After work I go home, have a cup of tea and a rest, and take a shower. Around 6 p.m. we have dinner. I'm the one who does the cooking. In the evenings we watch telly. I like the National Geographic Channel, with all the documentaries. I also watch Coronation Street and EastEnders, and to keep up my knowledge of current affairs, I watch Prime Time and Questions and Answers.
We might go down the road to the Penthouse for a drink. They have music sometimes. We're having a fundraiser there for BADIG later this month. We have a band booked. We'll use the money to send our members on a weekend training course in Roscommon.

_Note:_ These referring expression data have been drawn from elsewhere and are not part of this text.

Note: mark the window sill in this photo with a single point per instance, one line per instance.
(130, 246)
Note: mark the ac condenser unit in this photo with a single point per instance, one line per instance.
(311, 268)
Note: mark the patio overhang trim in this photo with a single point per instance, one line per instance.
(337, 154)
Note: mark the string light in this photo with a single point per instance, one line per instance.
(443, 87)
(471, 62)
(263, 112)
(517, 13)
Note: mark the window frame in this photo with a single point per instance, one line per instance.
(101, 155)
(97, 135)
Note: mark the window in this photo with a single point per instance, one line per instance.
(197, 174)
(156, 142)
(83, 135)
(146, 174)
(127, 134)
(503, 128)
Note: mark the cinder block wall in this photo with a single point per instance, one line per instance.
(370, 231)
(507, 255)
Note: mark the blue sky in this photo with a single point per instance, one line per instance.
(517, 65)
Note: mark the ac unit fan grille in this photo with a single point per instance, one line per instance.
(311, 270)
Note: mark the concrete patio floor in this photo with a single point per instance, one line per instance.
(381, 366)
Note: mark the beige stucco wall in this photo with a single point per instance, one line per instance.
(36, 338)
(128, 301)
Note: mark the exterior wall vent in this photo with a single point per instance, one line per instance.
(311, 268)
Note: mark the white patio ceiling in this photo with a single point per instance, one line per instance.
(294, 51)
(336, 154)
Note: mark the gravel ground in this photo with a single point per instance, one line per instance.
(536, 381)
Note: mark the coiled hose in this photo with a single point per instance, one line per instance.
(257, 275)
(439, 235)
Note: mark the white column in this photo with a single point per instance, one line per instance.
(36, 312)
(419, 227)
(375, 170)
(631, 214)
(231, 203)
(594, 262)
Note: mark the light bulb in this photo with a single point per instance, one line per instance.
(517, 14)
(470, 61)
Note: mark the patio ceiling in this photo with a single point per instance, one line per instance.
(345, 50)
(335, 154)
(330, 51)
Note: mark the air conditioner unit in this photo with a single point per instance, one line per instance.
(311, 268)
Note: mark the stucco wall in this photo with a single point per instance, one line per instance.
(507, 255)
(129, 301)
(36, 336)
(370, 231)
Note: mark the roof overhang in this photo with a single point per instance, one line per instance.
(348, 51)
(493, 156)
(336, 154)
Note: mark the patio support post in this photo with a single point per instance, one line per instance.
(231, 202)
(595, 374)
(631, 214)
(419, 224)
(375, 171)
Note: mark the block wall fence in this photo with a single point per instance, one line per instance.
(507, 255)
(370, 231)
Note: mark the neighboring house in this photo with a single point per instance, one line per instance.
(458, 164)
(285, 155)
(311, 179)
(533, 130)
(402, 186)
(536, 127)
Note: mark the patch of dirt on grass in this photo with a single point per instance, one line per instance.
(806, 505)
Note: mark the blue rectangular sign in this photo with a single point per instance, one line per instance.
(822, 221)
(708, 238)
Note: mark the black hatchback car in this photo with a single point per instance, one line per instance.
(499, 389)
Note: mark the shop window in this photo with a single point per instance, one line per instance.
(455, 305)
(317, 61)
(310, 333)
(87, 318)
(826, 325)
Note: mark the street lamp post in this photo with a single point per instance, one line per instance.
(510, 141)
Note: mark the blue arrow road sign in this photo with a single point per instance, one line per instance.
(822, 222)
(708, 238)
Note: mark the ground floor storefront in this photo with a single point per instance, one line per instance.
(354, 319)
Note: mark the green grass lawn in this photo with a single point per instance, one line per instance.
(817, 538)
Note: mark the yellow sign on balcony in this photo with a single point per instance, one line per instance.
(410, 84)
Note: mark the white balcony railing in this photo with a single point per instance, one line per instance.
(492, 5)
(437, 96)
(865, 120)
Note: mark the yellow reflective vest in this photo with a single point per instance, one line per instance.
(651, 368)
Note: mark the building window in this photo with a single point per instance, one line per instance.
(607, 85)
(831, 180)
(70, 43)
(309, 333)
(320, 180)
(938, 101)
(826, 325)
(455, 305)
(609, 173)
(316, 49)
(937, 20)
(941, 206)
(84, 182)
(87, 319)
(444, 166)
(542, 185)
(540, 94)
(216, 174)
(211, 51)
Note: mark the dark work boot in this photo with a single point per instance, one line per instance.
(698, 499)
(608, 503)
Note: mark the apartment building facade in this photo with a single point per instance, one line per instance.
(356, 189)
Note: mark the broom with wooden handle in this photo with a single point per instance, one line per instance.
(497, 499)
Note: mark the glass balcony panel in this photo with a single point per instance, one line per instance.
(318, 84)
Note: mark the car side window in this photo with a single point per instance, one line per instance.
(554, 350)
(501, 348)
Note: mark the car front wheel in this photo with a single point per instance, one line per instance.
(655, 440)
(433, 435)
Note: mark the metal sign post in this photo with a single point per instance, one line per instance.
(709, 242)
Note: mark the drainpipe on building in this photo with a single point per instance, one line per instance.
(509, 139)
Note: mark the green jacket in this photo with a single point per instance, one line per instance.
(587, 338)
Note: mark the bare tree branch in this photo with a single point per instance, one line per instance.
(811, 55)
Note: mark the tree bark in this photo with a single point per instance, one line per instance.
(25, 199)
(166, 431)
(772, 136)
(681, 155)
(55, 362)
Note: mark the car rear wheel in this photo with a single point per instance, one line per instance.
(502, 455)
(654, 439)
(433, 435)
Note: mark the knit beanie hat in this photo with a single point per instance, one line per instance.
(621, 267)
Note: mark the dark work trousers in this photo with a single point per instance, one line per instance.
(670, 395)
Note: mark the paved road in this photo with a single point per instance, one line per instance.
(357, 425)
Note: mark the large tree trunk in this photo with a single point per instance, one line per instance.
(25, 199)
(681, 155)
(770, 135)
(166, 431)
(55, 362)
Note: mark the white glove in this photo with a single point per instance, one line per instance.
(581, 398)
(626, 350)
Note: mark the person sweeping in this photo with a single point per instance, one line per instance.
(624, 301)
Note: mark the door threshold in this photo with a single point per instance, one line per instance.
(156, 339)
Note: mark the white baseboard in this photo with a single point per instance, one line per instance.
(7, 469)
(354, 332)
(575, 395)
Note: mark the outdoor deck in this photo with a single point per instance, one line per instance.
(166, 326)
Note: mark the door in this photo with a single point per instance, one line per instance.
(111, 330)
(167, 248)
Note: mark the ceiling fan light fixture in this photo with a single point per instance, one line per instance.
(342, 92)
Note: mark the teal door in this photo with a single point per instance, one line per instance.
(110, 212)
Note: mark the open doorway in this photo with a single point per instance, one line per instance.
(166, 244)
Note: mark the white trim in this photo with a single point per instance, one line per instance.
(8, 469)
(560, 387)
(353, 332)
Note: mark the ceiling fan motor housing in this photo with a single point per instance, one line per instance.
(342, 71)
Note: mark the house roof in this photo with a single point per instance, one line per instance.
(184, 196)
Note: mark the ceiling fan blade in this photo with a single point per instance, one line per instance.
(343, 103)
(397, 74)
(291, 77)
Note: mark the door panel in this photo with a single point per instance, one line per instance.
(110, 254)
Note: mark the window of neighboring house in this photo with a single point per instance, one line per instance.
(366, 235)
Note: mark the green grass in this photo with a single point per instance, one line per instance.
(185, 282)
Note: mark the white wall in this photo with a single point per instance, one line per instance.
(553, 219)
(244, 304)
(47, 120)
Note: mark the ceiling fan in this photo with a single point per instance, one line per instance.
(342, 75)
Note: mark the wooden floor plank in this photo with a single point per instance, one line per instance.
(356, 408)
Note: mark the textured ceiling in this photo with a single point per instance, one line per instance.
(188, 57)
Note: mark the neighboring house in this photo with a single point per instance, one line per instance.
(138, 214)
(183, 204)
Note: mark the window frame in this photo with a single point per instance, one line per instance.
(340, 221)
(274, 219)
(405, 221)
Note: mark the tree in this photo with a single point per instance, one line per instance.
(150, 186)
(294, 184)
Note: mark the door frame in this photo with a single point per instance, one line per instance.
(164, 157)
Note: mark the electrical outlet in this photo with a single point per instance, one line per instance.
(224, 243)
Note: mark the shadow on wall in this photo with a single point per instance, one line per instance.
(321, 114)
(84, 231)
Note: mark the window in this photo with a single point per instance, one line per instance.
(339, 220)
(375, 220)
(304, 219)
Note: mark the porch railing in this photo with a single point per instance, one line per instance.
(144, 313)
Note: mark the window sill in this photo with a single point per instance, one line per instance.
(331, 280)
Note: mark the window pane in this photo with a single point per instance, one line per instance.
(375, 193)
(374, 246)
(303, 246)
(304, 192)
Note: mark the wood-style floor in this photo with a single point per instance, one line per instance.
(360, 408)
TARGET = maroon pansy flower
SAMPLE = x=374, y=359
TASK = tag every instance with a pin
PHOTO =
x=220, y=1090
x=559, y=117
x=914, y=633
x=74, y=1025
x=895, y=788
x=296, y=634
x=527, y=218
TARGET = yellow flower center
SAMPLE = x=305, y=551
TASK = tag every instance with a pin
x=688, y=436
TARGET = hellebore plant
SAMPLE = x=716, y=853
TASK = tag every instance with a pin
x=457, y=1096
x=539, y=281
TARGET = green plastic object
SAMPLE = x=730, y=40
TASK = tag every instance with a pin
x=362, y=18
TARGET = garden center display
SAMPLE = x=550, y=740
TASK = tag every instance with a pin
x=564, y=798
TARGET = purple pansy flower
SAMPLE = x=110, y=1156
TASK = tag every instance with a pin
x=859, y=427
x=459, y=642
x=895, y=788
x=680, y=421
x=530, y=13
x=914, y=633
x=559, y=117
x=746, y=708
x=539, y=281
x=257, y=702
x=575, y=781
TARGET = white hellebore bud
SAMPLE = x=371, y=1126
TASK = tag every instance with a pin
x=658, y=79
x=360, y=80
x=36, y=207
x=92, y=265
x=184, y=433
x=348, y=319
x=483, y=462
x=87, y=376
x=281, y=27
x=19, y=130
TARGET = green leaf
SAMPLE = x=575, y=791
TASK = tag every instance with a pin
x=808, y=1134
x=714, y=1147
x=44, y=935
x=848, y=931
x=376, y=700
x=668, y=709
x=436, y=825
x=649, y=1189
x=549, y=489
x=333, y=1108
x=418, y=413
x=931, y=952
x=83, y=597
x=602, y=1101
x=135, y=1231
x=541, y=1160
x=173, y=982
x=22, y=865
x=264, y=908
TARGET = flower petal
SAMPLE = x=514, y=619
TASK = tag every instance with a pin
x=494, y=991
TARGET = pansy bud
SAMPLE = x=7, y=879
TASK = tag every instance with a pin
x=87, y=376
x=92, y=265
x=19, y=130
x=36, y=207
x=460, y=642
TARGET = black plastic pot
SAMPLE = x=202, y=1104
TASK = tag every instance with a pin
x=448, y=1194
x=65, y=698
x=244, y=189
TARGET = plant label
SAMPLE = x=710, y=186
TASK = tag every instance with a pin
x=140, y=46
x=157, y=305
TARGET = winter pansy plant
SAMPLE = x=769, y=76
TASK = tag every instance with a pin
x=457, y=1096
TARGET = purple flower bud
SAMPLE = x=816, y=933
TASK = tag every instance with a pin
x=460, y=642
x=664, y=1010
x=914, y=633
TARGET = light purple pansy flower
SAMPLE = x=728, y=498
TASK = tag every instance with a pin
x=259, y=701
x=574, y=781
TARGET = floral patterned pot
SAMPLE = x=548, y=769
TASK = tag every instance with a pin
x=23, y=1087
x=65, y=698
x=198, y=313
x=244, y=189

When Lorraine has to go for her appointments in the Rotunda, I go with her. It's a treat to have a day in town. We look around the shops. The ILAC, the Jervis St Centre - I like them all. I go in and try on clothes. Lorraine helps me put them on and tells me how I look. Penneys on Mary Street has a changing-room that's up three steps so I can't use it.
Sometimes on a Saturday morning my boyfriend JohnJoe and I take the 104 bus to Finglas to have our breakfast and do a bit of shopping. On a Saturday night we might go to the pictures. We take the 104 to the Omni and then get a taxi back.
Because we know a lot of people, we often get invited out to weddings and christenings at the weekend. There's always something going on. I like a singsong, and I have been known to do a bit of dancing. I like putting on my tapes of Billie Holliday and Frank Sinatra. I come from a family of 13 and my dad was a great Sinatra fan - he passed it on to all of us.
Ballymun
I'd never leave Ballymun. There's a strong community here. We have our problems, but there are social problems everywhere. I actually feel very safe here. A lot of people know me from seeing me in the wheelchair. At this stage they don't see the wheelchair any more, they see me.